Another category of human needs relates to creating medicines through modern technology as well as machines that prolong human life.  This includes medicines that help to keep people alive from chronic health problems like high blood pressure, high cholesterol, diabetes, cancer, AIDS, Parkinson’s disease, ALS and Alzheimer’s.  It includes machines to keep people alive and functioning like dialysis machines, breathing machines and prosthetic limbs.

This is a very noble category of technology that would appear to have only positive consequences.  However, two concerns must be noted.  Keeping more and more people alive longer and longer means contributing to the overpopulation on our planet that not only puts our planet at risk as a living environment, because of pollution and diminishing non-renewable resources, but that also creates increasing sensory distortion, which reduces the quality of our lives.  Sensory distortion makes it more difficult to make and receive the imprints that help us feel alive as well as to preserve the imprints that help us prepare for death.  It is not only the physical damage to our planet that could make it unlivable.  It is also very much the sensory distortion.

We are in a moral bind.  Certainly doctors and scientists are going to continue to do everything that they can to lengthen human life and to increase the biological quality of human life.  This is based on our fundamental belief in most of the world  in the dignity of each human life.  And yet there is a question of what does it mean to live longer and with continued high functionality, while at the same time living with diminished quality of experience.  And here I am not talking about the diminished quality of experience that comes from limitations imposed by a health problem.  I am talking about the limitations imposed by the diminished quality of experience imposed by the external environment.  When it gets too bad, the sensory distortion can contribute to impoverishing life experience.

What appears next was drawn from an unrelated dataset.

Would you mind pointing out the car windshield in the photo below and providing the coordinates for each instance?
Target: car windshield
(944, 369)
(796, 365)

This leads us to the possibilities created by the next category of human needs.  There is one category of creating an alternate “eternal” world that would appear to be almost completely positive.  This is the category of space travel both to explore other galaxies and solar systems and perhaps to find other planets to which to move, should the planet earth become too physically damaged, too overpopulated and/or too sensorily distorted.  Space travel could be the key to preserving the human imprint, if not for eternity, at least for as long as our universe exists.

If keeping the human essence alive can be considered an important moral principle, at a time when the destruction of human grounding on the present planet which humans inhabit is a real possibility, then space exploration and travel must be considered a moral use of technology.

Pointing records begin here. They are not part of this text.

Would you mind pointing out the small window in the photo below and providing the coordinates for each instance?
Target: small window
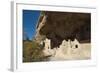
(76, 46)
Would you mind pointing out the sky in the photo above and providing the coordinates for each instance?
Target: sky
(30, 20)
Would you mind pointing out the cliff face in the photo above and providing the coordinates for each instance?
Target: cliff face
(58, 26)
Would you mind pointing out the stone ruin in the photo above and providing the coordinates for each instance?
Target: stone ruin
(67, 50)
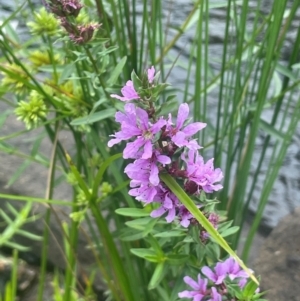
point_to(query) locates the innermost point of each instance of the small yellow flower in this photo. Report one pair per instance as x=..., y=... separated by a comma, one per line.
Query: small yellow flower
x=32, y=112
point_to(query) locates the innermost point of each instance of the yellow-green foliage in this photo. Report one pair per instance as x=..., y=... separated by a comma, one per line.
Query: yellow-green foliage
x=15, y=78
x=44, y=23
x=33, y=111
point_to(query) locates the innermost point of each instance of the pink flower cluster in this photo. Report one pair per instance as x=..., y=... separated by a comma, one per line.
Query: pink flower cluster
x=229, y=269
x=153, y=143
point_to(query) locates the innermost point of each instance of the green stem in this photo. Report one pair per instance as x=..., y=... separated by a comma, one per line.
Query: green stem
x=117, y=266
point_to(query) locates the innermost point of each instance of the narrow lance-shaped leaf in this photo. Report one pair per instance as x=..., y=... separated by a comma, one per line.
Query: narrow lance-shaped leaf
x=198, y=215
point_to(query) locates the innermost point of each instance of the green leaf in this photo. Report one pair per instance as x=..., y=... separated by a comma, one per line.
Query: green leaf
x=286, y=72
x=269, y=129
x=177, y=259
x=229, y=231
x=157, y=276
x=131, y=235
x=189, y=204
x=132, y=212
x=116, y=72
x=67, y=71
x=139, y=223
x=94, y=117
x=147, y=254
x=173, y=233
x=168, y=107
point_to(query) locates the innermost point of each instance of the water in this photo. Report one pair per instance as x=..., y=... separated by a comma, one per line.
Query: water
x=285, y=194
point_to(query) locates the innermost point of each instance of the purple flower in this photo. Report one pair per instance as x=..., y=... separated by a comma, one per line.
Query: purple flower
x=228, y=268
x=201, y=176
x=199, y=288
x=169, y=203
x=146, y=170
x=144, y=177
x=215, y=295
x=185, y=216
x=218, y=275
x=181, y=135
x=151, y=73
x=233, y=269
x=128, y=92
x=135, y=123
x=145, y=193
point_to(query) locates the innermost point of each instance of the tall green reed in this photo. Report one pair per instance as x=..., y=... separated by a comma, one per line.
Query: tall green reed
x=135, y=40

However, even within space travel, humans must examine different aspects in order to develop appropriate moral postures.  All this is new.  Analogies from the examples given in traditional religious texts may hold in some cases, but, in other cases, they will be tenuous at best.

It is so important that humans drop their uncritical acceptance of every new technological device or application that comes on the market and start developing new moral criteria for dealing with them.  If anything, some serious critical thinking has to be done on an ongoing basis to deal with the accelerating pace of technological development.  We need people who can understand the nuances and consequences of different technological developments, and who can form appropriate judgments as to the circumstances for the use of a given development in technology, if at all.